The binding ladder maps to the surface

The binding rungsintegrity-only → pinned → anchored → sovereign — are not all reachable from every surface:

  • integrity and sovereign are offline facts (signature valid; motebit_id commits to the key). @motebit/verifier gives you both with no network — it is the surface that computes the offline sovereign rung.
  • pinned and anchored are second-channel facts (the key was pinned against the operator's relay transparency declaration). Only @motebit/state-export-client reaches them, because only it makes that call. It also computes the offline sovereign rung (same @motebit/crypto.verifySovereignBinding primitive as @motebit/verifier), so the two surfaces agree on both integrity and the offline sovereign rung — check-receipt-conformance enforces that agreement.

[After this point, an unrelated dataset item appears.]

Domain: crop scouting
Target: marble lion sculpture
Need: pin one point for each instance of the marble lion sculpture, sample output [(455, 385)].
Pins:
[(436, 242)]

The practical split: reach for @motebit/verifier when you only need the offline rungs (smaller, browser-pure, zero network); reach for @motebit/state-export-client when you also want pinned/anchored.

So sovereign is not a weaker anchored — it's a different axis. sovereign proves the motebit_id commits to the signing key, offline; anchored proves the operator's transparency log vouches for that key. A proof brand that wants "verified with no server" should lead with sovereign; that claim is stronger, not weaker, for being offline.

The anchored upgrade path

If you start on @motebit/verifier (offline, sovereign) and later want to show anchored, you do not fork anything or invent a trick (a same-origin /.well-known/... you serve yourself is self-attestation, not anchored — the trust root is the operator's relay signature, not your origin). You graduate to @motebit/state-export-client — same family, same floor, one layer up — and accept that anchored is online where sovereign was offline.

The one rule

Never call @motebit/crypto from a UI, and never reimplement a verifier. Pick the wrapper by the deepest rung you need; the floor (@motebit/crypto's JCS canonicalization + the fixed suite) is shared, so every surface agrees on the integrity core byte-for-byte. See Verify a Receipt for the install-and-go path, and the receipts concept for the artifact family.